Class actions are handled in nearly the opposite way. If an employee wants to challenge employer pay practices under an applicable state wage-hour law, then he or she can file a “Rule 23 class action” (named for the federal rule of civil procedure that applies to class actions). In a Rule 23 class action, the individuals with related claims become class members by default. If they don’t want to be involved, and they don’t want the outcome of the lawsuit to affect their rights, they must affirmatively “opt out” of the class action. But if they do nothing, then they will be part of the class.

Because the FLSA has significant overlap with state wage-hour laws and because there is no federal law preemption, it is not unusual for a plaintiff to assert both FLSA and state law claims in a “hybrid” action that alleges violations of the FLSA as well as violations of applicable state wage-hour law, especially where state statutes of limitations or statutory penalties are greater than those of the FLSA. The plaintiffs in this type of lawsuit would consist of the named plaintiff, plus anyone who opted in on the FLSA claims, plus anyone who did not opt out on the state law claims. Because of the nearly opposite opt-in/opt-out procedures, hybrid lawsuits usually have plaintiffs who are not included in the FLSA portion of the lawsuit because they did not opt in but who are included in the Rule 23 portion of the lawsuit because they did not opt out.

Settlement of hybrid lawsuits is even more complicated. Until the Third Circuit decision, courts had consistently held that individuals who did not opt in to the FLSA collective action could not be included in the settlement of the FLSA portion of a hybrid lawsuit. This meant that employers could settle the state wage-hour claims with all of the individuals who did not affirmatively opt out of the lawsuit but still had potential legal exposure on the FLSA claims of those individuals.

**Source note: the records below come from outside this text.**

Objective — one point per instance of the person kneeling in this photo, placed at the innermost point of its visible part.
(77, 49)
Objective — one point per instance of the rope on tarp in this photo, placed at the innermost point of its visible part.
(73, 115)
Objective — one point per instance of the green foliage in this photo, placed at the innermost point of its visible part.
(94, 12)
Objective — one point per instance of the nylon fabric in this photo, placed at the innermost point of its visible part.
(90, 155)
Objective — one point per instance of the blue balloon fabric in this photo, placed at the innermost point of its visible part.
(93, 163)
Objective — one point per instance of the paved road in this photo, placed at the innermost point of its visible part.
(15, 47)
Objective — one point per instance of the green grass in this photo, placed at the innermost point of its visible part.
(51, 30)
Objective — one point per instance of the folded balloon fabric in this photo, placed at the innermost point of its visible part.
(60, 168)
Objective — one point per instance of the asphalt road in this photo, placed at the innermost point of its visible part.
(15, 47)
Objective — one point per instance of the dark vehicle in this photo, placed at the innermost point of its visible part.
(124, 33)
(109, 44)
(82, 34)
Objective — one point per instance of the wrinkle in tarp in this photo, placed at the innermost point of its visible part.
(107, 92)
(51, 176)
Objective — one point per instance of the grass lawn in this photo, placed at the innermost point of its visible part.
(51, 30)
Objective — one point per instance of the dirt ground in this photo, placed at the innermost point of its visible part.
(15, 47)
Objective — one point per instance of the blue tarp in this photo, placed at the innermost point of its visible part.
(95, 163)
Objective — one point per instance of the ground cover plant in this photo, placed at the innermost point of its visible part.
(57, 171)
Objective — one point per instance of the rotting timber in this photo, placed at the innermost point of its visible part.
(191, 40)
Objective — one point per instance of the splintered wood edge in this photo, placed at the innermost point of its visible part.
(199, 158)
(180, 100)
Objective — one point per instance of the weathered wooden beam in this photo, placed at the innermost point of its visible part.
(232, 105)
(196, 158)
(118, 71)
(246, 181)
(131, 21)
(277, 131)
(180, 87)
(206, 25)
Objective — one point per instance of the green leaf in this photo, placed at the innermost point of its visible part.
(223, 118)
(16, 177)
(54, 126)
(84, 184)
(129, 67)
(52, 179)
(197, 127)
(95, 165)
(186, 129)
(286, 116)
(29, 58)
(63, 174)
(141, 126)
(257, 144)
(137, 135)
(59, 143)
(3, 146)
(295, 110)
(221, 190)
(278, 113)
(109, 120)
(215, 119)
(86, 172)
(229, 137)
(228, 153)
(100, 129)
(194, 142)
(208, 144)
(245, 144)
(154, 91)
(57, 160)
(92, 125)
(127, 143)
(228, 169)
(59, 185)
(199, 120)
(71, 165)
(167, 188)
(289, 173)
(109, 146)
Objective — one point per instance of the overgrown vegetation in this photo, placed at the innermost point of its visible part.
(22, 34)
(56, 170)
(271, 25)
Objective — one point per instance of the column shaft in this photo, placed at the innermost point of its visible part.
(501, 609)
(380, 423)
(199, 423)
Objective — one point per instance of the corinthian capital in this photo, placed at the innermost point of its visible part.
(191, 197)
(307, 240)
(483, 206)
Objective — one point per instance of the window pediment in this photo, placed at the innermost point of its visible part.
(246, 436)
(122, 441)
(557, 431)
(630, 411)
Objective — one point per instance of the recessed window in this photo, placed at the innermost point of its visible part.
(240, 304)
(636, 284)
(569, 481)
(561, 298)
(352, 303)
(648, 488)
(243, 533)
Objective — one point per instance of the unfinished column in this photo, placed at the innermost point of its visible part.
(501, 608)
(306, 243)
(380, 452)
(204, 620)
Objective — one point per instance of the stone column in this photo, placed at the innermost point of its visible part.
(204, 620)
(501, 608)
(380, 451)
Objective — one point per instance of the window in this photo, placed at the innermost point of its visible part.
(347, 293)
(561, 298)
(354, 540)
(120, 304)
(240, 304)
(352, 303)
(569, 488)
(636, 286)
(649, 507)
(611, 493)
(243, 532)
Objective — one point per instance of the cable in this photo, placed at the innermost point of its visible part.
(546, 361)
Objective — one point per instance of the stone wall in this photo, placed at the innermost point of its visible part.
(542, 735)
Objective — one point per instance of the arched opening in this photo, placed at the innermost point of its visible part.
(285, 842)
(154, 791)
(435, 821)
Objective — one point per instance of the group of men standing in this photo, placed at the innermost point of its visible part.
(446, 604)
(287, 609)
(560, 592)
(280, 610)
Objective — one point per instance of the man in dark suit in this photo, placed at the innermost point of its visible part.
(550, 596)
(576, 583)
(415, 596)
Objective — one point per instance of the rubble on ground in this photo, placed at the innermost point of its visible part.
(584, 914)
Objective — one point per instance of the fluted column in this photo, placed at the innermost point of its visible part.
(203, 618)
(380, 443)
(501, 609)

This rule has made resolution of class and collective wage-hour claims confusing, difficult, and cumbersome for employers.

Third Circuit panel takes a different view

The panel in Lundeen disagreed with these earlier decisions, finding that the parties who were part of the Rule 23 class could settle their class and potential FLSA claims all at once – even if they had not opted in on the FLSA claims. The only individuals excluded from the settlement would be the individuals who had affirmatively opted out of the Rule 23 class.

The panel noted that the FLSA opt-in requirement applies to the decision to join the lawsuit but says nothing about having to opt in to join in a settlement of FLSA claims. In the words of Judge D. Brooks Smith, who wrote the opinion, “Put simply, [the relevant portion of the FLSA] requires written consent to litigate an FLSA claim, but it says nothing about waiver of such a claim in settlement. And in that silence ‘it is our duty to respect not only what Congress wrote but, as importantly, what it didn’t write.’”

The panel also noted that the opt-in provisions of the FLSA were added in 1947, after the decision in Anderson v. Mt. Clemens Pottery, which “unleashed thousands of lawsuits seeking back pay -- nearly all of which were representative actions initiated by third party union officials.” According to the Lundeen decision, “Congress created the opt-in scheme, not as a worker-protection measure but ‘primarily as a check against the power of unions’ and a bar to ‘one-way intervention’ whereby plaintiffs could wait for a favorable outcome before choosing to opt in and be bound by the judgment.”

What now?

The Lundeen decision is binding in the Third Circuit states of Delaware, New Jersey, and Pennsylvania. It remains to be seen whether other federal appellate courts will adopt the panel’s view. But at the very least, the decision is good news for employers in the Third Circuit who are seeking to bring hybrid class and collective actions to closure with maximum claim preclusion finality.